Hal tersebut turut melahirkan asumsi bahwa masa depan masyarakat suram dan Indonesia gelap.

Menkeu Purbaya juga menyinggung minimnya peran ekonom untuk menyebutkan bahwa permintaan dalam negeri berkontribusi sekitar 90 persen terhadap perekonomian Indonesia. Sementara sisanya, 10 persen berasal dari permintaan global.

"Jadi kalau yang 10 persen amburadul, saya hidupkan yang 90 persen. Kita harusnya masih nggak apa-apa. Intinya adalah, Anda jangan takut, nasib kita di tangan kita sendiri," beber Menkeu Purbaya saat orasi ilmiah di Wisuda Universitas Indonesia (UI), Sabtu (14/2/2026).

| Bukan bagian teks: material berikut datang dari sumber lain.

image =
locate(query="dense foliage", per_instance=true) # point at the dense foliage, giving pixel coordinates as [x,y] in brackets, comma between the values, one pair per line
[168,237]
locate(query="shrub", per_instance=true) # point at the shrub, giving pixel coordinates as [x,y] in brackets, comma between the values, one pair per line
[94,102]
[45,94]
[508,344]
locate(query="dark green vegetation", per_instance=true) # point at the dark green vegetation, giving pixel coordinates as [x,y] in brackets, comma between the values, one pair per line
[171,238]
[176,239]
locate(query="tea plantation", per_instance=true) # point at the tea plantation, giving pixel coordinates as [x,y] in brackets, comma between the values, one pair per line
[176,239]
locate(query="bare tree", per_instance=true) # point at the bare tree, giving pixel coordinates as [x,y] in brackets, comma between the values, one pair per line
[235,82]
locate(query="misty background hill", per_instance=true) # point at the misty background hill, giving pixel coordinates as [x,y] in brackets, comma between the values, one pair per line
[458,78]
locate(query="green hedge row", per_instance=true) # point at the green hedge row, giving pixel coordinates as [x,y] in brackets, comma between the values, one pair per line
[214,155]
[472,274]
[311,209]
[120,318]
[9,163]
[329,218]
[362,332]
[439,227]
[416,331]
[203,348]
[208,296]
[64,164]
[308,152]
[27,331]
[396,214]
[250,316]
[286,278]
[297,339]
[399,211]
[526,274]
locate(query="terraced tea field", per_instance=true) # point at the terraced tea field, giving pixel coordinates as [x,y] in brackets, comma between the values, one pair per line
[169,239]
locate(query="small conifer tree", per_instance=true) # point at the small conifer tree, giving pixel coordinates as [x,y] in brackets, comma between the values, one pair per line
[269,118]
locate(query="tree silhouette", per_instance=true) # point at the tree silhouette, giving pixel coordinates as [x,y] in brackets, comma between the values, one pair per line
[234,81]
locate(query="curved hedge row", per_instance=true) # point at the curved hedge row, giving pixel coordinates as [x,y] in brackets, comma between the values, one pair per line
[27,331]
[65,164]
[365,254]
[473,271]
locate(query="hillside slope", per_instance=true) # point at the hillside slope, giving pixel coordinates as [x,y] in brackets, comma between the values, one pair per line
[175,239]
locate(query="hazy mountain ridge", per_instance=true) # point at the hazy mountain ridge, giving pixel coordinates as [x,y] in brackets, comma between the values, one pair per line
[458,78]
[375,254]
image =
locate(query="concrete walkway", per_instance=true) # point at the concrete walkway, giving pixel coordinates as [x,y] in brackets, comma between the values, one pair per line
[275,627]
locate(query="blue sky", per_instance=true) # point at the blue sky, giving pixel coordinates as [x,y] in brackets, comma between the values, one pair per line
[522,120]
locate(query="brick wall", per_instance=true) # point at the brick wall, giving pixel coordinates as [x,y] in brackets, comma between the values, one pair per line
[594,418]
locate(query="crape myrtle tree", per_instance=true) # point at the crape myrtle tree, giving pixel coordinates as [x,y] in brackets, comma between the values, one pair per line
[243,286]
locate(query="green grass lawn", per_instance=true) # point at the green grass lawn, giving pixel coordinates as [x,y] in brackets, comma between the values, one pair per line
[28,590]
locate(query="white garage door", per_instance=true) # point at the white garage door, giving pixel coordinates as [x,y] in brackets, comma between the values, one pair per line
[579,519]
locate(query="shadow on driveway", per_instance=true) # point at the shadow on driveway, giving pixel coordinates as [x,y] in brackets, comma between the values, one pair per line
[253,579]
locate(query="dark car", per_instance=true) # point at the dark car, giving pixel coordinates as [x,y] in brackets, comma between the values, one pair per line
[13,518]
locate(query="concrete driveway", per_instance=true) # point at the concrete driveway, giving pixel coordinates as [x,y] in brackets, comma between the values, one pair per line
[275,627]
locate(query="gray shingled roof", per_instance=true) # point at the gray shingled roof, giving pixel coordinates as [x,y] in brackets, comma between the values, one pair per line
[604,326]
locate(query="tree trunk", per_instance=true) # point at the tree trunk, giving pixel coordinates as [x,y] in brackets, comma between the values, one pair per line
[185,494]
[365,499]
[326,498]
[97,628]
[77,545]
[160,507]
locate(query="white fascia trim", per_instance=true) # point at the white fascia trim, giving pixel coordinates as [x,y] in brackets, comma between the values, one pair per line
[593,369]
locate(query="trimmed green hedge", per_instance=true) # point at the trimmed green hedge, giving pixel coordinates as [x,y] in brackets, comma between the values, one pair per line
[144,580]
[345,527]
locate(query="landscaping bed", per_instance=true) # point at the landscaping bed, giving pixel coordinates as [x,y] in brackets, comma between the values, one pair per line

Lanjut Menkeu katakan, dia berhaap ekonomi Indonesia bisa tumbuh lebih baik. Untuk itu, dia juga meminta dukungan dari generasi muda, khususnya wisudawan yang hadir dalam orasi ilmiah UI Sabtu (14/2), untuk ikut kontribusi. 

"Kalau Anda (wisudawan UI) nanti pintar-pintar mengurus permintaan dalam negeri tadi, walaupun ekonomi gonjang-ganjing, kita bilang go to hell," katanya.

Selain itu, ia menekankan bahwa dirinya sangat optimistis ekonomi Indonesia akan tumbuh dengan baik. Ditambah lagi, dia mengingatkan bahwa ekonomi Indonesia saat ini berada di fase percepatan hingga 2033 mendatang.

"Ekonomi itu kadang-kadang naik, turun, naik, turun. Itu yang disebut business cycle," tandasnya. 

Purbaya menjelaskan siklus business cycle sebagai fase naik turunnya perekonomian. Dia menyebutkan Indonesia berada di fase resesi pada 2020, pola setelahnya 7-10 tahun ekspansi, setahun resesi.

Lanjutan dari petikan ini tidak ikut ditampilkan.